Mary Woolley's Weekly Letter: Delays Hurt Us All
Dear Research Advocate:
As you know, there has been a cease fire in the shutdown and people are back to work, at least for now. Over the next two weeks, members of Congress will attempt to resolve the stalemate over funding for the President’s border wall, packaging it with the seven remaining FY 2019 spending bills, which include funding for the Food and Drug Administration (FDA) and the National Science Foundation (NSF).
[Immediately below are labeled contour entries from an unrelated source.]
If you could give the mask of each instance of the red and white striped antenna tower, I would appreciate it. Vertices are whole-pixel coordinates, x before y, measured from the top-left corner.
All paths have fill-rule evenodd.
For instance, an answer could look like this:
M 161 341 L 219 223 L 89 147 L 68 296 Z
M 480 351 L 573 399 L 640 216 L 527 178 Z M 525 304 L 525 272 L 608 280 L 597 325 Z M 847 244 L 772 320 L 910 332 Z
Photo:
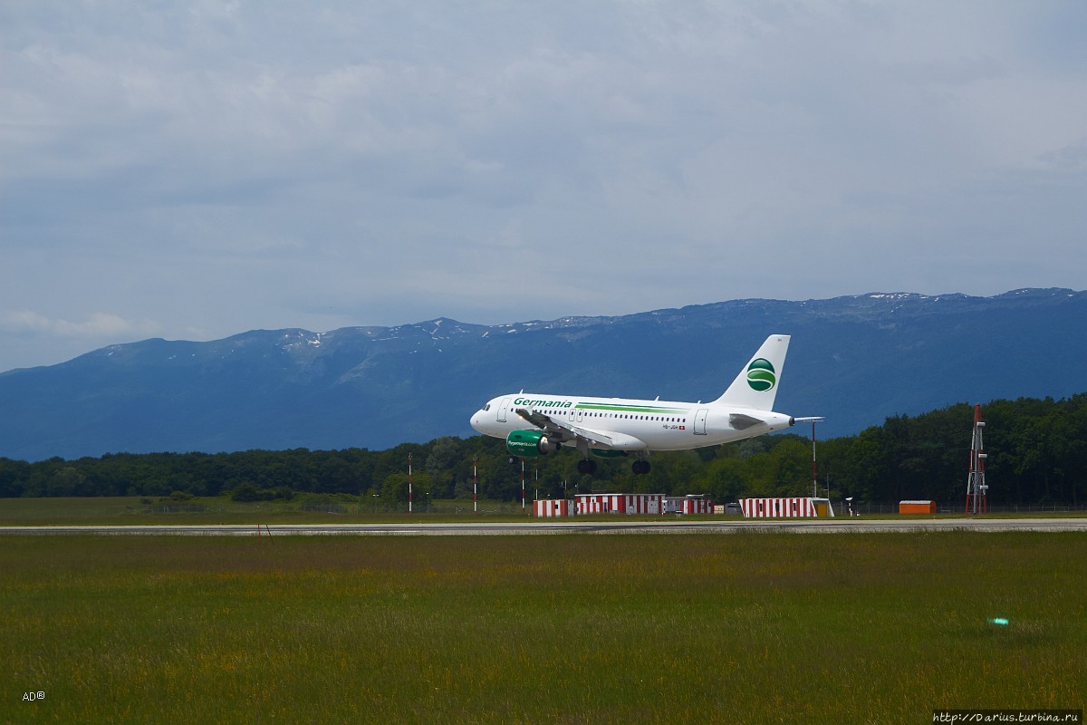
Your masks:
M 982 432 L 985 422 L 982 421 L 982 403 L 974 405 L 974 438 L 970 446 L 970 477 L 966 479 L 966 511 L 974 515 L 984 514 L 989 510 L 986 495 L 989 487 L 985 483 L 985 445 Z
I am feeling optimistic about a deal being struck, not least because Sen. Richard Shelby (R-AL), Chairman of the Senate Appropriations Committee, and Representative Nita Lowey (D-NY), Chairwoman of the House Appropriations Committee, are leading the congressional conference committee on the topic. They have an impressive track record of working together to find solutions to seemingly intractable challenges.
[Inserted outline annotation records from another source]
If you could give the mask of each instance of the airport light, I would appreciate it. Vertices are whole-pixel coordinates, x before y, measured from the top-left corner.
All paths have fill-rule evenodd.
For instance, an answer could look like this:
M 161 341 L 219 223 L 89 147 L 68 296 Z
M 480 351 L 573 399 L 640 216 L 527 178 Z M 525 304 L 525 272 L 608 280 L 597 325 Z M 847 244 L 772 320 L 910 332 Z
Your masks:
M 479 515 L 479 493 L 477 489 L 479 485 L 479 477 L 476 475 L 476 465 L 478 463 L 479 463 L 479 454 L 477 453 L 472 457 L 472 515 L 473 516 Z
Chairs Shelby and Lowey are long-time champions of research. We are proud to be honoring them on March 13th at our advocacy awards event. In this press release, you can read in their words how much science matters to them. And please join us to salute them and other spectacular awardees.
Between now and March 13 -- and more urgently, before February 15 -- we must all help the Conference Committee succeed. Take action today and tell your elected officials -- especially if they are members of the Conference Committee -- that they must demonstrate resolve and forge a final package before February 15. Use this editable email to contact your Congressional delegation-- make your voice heard!
We will be feeling the impact of the shutdown for some time. NSF has published telling information; seeing how many deadlines have been pushed back makes it clear that progress in science will be delayed. At least 12 new drug applications are waiting for review at the FDA, along with hundreds of generic drug applications and medical device applications. So, medical progress will be delayed. Demonstrating impact of another kind, the Congressional Budget Office (CBO) released a report stating the shutdown cost the economy $11 billion, with $3 billion that will not be recovered.
Also this week, the FDA was able to announce promising results from its ongoing Medical Device Safety Action Plan, which deploys modernized measures to improve safety while creating more efficient pathways to bring lifesaving devices to patients. One important piece of this strategy lies in mining the real world data that holds significant potential to reduce the time and cost associated with both the development and delivery phases of the R&D pipeline. As Commissioner Gottlieb said during a recent Bipartisan Policy Center forum on the topic, “It’s a recognition that new approaches and new technologies can help expand the sources of evidence that we use to make more reliable treatment decisions” (full recording here).
Outside of DC, the current measles outbreaks in Washington state and New York are terribly troubling. Both states face the highest number of measles cases in a generation. Measles, a highly contagious and dangerous virus, is easily preventable with a vaccine. Despite this well-established fact, a growing lack of trust (see a Research!America commissioned survey, which found a nearly 10 percent decline over the last decade) has driven exemption laws throughout the United States. Kudos to California, which ended its “personal belief exemption” in 2016 after a measles outbreak in Disneyland. The new state requirement survived a court challenge this summer. As misinformation grows and vaccination rates decrease, science/evidence must be bolstered by education and public policy. We have done it before -- consider smoking and seat belt use as just two examples. We must continue to educate how vital vaccines truly are, and utilize public policy levers when necessary, to keep us all healthy. And we must support research for new vaccines.
Super Bowl Sunday is soon upon us. Fun fact: advertising for the Super Bowl costs $500M. That’s enough to fund universal flu vaccine research for the next 2.5 years. We can’t afford not to pay for more research.